I_miei_vicini.7(Antonio)

Lo spettacolo delle cose ha un esordio a ogni nuova luce, cioè ogni volta che Antonio apre gli occhi. Perciò, i suoi giorni sono sempre pieni di miracoli – e i miracoli cosa sono se non quelle repentine e talvolta dolorose aperture e riaperture del petto anche se niente era facile, niente era benevolo, niente era interessante, niente era giusto. Improbabile riuscire a orientarsi, così. E provare a farlo, fino a notte fonda iniziando ogni giorno dopo il caffè doppio che arriva più o meno all’alba, è il suo lavoro. Non che raggiunga chissà che esiti, eh. Quest’estate, poi, la mattina specialmente – i piedi nudi sotto gli oleandri e lunghi aghi di pino tra le dita, con quel po’ di fresco esalato dal recinto di cemento – gli capita spesso di rimanere perso per ore tra indecifrabili segni sparsi ovunque – anche nelle immondizie trova segni, certamente.
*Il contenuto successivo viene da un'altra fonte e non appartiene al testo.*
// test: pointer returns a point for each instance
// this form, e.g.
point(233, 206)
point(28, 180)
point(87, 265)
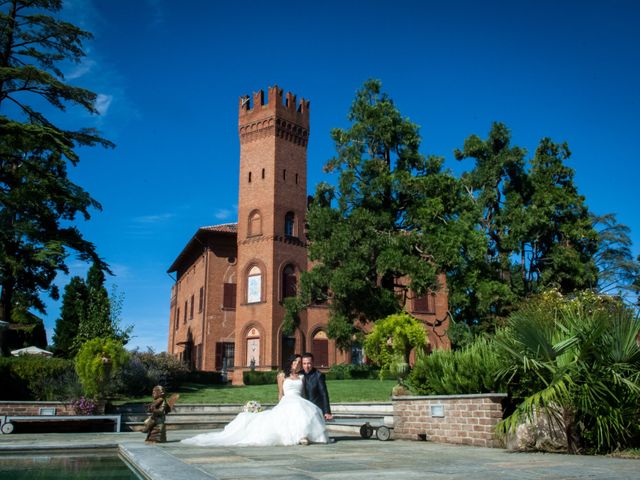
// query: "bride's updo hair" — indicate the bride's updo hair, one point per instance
point(287, 367)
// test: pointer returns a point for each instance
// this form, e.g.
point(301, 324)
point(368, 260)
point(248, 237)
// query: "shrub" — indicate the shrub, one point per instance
point(346, 371)
point(97, 363)
point(473, 369)
point(254, 377)
point(31, 377)
point(579, 356)
point(390, 342)
point(145, 370)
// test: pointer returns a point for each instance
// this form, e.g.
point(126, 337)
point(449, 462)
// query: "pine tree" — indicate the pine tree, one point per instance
point(37, 199)
point(72, 313)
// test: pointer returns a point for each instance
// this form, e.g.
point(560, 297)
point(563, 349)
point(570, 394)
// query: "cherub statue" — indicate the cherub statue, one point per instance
point(154, 425)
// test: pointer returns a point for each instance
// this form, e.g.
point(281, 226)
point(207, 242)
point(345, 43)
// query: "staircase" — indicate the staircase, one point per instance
point(348, 417)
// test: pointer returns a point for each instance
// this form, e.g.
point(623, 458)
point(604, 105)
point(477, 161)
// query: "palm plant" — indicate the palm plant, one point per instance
point(579, 364)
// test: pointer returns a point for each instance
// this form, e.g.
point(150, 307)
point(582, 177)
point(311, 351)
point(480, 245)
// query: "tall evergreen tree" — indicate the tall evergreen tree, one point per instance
point(536, 224)
point(72, 313)
point(618, 270)
point(367, 236)
point(37, 199)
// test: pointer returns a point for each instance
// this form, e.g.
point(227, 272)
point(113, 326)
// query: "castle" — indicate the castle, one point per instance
point(226, 307)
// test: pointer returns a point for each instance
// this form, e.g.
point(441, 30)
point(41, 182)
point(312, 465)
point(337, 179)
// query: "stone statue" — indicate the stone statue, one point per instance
point(154, 425)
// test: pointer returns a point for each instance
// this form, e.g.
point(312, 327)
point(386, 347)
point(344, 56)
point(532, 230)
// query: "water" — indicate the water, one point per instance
point(77, 465)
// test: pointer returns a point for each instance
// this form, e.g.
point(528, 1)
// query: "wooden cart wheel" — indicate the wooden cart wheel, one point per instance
point(7, 428)
point(366, 431)
point(383, 433)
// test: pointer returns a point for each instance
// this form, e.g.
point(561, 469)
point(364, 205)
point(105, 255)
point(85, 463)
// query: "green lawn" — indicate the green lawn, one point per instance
point(339, 391)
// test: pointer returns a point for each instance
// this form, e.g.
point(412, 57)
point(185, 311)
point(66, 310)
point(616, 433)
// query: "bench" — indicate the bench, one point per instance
point(54, 423)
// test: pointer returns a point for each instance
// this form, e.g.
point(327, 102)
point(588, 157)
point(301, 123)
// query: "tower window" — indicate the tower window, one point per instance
point(289, 282)
point(255, 223)
point(254, 285)
point(289, 223)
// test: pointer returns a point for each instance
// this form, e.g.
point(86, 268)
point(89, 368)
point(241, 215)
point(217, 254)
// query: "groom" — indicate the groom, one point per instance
point(314, 387)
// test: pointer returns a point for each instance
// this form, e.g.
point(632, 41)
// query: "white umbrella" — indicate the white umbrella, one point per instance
point(30, 351)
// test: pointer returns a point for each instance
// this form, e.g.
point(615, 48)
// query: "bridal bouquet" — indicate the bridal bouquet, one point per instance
point(252, 407)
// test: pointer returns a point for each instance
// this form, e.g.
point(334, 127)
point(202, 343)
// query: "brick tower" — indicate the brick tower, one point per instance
point(271, 209)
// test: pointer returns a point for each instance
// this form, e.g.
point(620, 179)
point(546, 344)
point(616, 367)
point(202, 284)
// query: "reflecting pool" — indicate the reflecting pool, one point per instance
point(75, 465)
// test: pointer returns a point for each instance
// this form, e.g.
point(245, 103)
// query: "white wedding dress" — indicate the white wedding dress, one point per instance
point(291, 420)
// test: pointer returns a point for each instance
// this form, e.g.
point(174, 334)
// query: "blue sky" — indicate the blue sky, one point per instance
point(169, 75)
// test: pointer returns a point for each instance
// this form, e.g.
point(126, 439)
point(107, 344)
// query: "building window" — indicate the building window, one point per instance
point(255, 223)
point(289, 282)
point(424, 303)
point(229, 296)
point(254, 285)
point(289, 224)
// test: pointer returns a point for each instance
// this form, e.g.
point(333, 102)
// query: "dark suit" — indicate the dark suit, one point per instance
point(314, 389)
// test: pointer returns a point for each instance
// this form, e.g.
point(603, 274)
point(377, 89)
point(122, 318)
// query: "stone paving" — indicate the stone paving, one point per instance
point(348, 457)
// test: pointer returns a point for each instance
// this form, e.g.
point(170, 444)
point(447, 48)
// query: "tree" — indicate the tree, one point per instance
point(98, 362)
point(368, 241)
point(391, 341)
point(576, 359)
point(37, 199)
point(535, 223)
point(71, 315)
point(618, 271)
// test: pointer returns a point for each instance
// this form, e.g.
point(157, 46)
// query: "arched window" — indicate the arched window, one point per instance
point(289, 224)
point(289, 282)
point(255, 223)
point(254, 285)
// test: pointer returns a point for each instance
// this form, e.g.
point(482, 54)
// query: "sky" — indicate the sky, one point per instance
point(169, 74)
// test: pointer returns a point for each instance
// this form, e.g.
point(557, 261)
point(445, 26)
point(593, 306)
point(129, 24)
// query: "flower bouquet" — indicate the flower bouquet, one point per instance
point(83, 406)
point(252, 407)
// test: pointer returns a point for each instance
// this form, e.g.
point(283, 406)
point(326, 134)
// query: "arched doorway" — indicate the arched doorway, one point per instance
point(253, 348)
point(320, 349)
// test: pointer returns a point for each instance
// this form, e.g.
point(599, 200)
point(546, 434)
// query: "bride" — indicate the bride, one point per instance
point(292, 421)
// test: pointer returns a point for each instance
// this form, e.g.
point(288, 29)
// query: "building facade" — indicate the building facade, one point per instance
point(227, 308)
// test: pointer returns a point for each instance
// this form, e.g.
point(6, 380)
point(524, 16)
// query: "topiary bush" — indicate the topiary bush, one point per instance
point(145, 370)
point(97, 364)
point(473, 369)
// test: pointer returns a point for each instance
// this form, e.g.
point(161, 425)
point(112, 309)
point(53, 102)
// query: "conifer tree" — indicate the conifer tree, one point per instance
point(37, 199)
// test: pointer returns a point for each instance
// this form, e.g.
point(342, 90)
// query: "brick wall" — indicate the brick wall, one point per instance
point(466, 419)
point(33, 408)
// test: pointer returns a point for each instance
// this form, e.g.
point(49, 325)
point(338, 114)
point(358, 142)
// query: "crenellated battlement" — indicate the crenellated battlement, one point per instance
point(281, 115)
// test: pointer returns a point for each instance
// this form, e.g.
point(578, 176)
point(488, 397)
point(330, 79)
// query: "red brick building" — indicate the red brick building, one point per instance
point(226, 304)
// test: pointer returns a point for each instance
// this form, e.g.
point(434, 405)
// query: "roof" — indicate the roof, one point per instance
point(30, 351)
point(223, 228)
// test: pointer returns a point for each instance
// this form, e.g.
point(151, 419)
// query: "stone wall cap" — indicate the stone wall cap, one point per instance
point(448, 397)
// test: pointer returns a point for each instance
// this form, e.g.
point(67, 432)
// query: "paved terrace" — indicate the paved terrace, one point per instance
point(349, 457)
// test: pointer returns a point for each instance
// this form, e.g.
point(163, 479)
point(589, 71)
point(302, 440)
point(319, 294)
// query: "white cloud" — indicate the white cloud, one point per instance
point(222, 214)
point(84, 67)
point(103, 102)
point(150, 219)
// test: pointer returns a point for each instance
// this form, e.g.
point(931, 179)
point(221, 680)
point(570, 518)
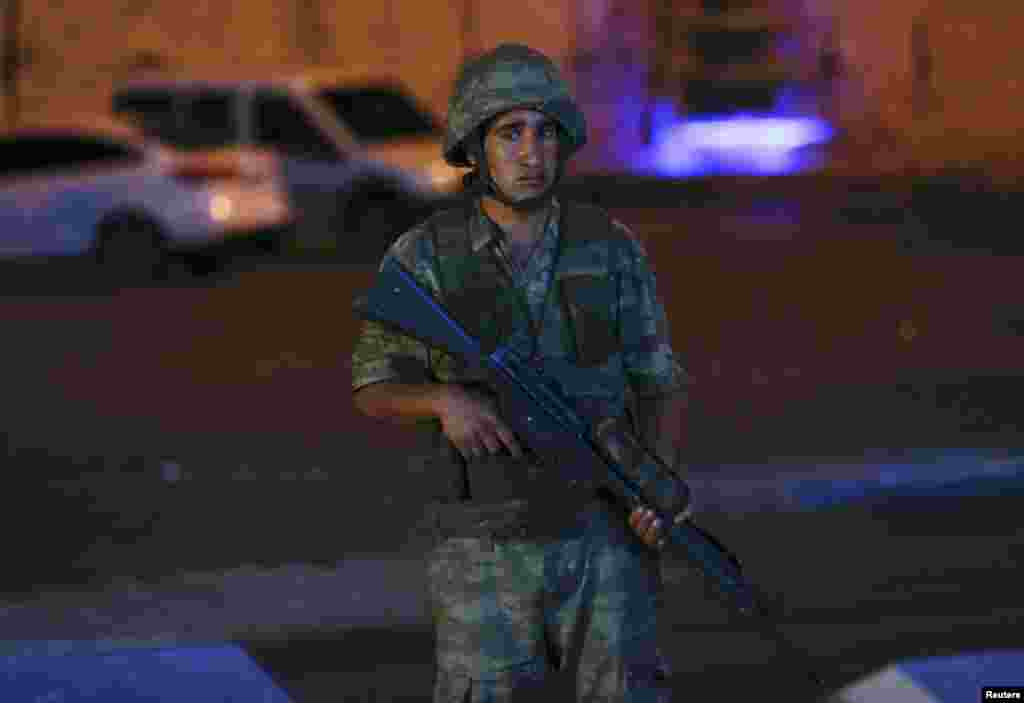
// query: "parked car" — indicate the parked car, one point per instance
point(358, 157)
point(96, 187)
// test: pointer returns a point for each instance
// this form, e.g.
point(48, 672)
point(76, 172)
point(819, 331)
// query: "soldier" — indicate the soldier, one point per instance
point(527, 576)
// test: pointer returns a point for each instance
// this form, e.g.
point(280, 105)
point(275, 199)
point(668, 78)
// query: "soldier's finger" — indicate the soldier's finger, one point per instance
point(491, 442)
point(508, 439)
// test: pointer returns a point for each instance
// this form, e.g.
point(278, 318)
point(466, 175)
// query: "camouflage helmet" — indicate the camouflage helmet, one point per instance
point(509, 77)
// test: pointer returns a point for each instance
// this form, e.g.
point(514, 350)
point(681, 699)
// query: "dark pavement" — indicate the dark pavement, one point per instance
point(183, 462)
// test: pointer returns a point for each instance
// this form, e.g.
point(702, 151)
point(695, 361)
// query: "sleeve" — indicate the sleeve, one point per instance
point(651, 366)
point(381, 354)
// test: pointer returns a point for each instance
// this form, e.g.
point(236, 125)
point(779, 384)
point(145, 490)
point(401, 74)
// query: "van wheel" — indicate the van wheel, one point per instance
point(131, 252)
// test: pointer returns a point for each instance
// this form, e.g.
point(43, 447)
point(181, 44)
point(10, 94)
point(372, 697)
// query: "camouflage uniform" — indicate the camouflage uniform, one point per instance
point(574, 590)
point(508, 610)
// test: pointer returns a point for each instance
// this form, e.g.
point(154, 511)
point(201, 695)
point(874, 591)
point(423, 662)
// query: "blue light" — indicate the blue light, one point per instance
point(760, 144)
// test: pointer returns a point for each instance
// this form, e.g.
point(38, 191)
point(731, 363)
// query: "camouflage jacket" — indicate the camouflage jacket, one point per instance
point(585, 307)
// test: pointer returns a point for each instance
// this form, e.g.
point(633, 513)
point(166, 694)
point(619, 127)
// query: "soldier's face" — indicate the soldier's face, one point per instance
point(522, 152)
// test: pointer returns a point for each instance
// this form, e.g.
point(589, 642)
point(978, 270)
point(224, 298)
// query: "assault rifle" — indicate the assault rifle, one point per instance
point(549, 426)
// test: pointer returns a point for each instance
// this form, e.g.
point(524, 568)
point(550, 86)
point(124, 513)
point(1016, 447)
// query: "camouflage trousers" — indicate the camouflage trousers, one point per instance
point(517, 619)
Insomma, che riesca a orientarsi non lo si può certo dire; ci prova, ecco. Sarà perché l’occhio tramuta tutti gli assemblaggi in specchio già mentre li crea. Sarà perché oggigiorno l’imperativo empatico è tanto inesorabile quanto di moda. Oppure sarà perché lui, di suo, ha sempre tanto sentito, e tutto gli passa dentro. Sarà per questo – o qualcos’altro ancora – che il bianco e il nero entrambi lo commuovono e anche ogni tono di grigio, purché non gli coincida del tutto. Purché, cioè, sia garantito quello slabbramento dell’esistente, anche breve, dove io non sono più io e alter non è più alter. Ecco, è sempre stata in questo la sua ambizione di esserci e, ancor più, di non esserci: realizzare la sovrapposizione imperfetta. Quindi salvarla, l’imperfezione, buttando via le parti che combaciano.